A conversão de motores começou a ser feita em veículos com menor presença na área agrícola, mas Renato Junqueira, vice-presidente de Açúcar, Etanol e Energia da Adecoagro, diz que a companhia quer avançar na conversão dos motores dos caminhões de transporte de cana nas lavouras, onde o abastecimento é mais desafiador.
O uso do biogás como combustível para frotas agrícolas é considerado por alguns agentes um uso mais “nobre” do que para a geração de energia, já que o biometano, ao substituir o diesel, reduz uma linha relevante de custo das usinas e ainda retira uma das mais importantes fontes de emissões de carbono da atividade.
O consumo do biometano no país, porém, ainda é limitada pela baixa oferta de maquinário adequado.
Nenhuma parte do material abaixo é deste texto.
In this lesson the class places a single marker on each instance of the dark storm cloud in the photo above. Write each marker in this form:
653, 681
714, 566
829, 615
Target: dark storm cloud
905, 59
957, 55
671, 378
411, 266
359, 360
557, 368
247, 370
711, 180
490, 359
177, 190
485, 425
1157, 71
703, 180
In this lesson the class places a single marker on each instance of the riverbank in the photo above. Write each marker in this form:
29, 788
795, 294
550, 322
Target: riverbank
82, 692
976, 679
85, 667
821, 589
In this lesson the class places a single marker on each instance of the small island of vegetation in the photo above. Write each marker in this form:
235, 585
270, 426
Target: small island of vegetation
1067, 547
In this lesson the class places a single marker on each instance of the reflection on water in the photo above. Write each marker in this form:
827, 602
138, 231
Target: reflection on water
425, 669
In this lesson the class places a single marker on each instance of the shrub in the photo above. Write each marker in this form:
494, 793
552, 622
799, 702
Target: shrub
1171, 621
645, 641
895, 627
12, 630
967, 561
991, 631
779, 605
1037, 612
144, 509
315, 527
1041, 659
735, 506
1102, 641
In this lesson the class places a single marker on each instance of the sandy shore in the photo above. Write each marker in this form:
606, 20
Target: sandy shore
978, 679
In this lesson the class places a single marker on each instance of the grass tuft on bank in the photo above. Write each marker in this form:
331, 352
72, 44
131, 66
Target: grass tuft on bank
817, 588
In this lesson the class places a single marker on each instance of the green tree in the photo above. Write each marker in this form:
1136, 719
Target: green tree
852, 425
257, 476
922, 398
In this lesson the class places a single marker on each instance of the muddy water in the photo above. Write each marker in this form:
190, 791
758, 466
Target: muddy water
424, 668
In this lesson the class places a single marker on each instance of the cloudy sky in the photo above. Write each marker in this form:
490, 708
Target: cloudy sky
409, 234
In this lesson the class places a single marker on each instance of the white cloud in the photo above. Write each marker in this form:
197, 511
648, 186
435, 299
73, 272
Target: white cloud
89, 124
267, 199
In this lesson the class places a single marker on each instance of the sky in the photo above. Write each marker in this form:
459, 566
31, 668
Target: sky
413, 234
Atualmente, apenas a Scania produz no Brasil caminhões com motor de fábrica que rodam com o gás. A Iveco também vende caminhões com motores a gás de fábrica, mas são importados.
Também é possível fazer conversão de motores, como está fazendo a Adecoagro, mas, nesses casos, o biometano só substitui em geral 40% do consumo de diesel do veículo, segundo Alessandro Gardemann, presidente da Associação Brasileira do Biogás (Abiogás).
A capacidade instalada em Ivinhema já permite que 5% da vinhaça resultante da destilação do etanol no cluster de Mato Grosso do Sul seja utilizada para produção de biogás. Com a purificação e compressão desse gás, a planta já conseguiria produzir, em um ano, biometano suficiente para substituir o consumo de 1,4 milhão de litros de diesel numa safra. Pelo preço atual do combustível em Mato Grosso do Sul, isso resultaria em uma economia de mais de R$ 6 milhões.
A produção da Adecoagro soma-se às já realizadas pela GeoEnergética e Coopcana em Tamboara (PR) e pela Cocal em Narandiba (SP). Atualmente, a produção de biogás no Brasil, incluindo a de usinas que usam outros tipos de resíduos, é de 300 mil metros cúbicos por dia, segundo a Abiogás.
A Adecoagro já avalia uma expansão do projeto para poder aproveitar toda a vinhaça concentrada que gera, o que demandaria um investimento de R$ 350 milhões. Outra opção, não excludente, é a aposta em uma tecnologia ainda mais disruptiva: a produção de hidrogênio a partir do biogás para uso como combustível. “Hoje, esse é um mercado pequeno, mas ele está crescendo muito e recebendo investimentos em todo o mundo”, afirma Osvaldo Del Campo, CEO da Galileo Technologies.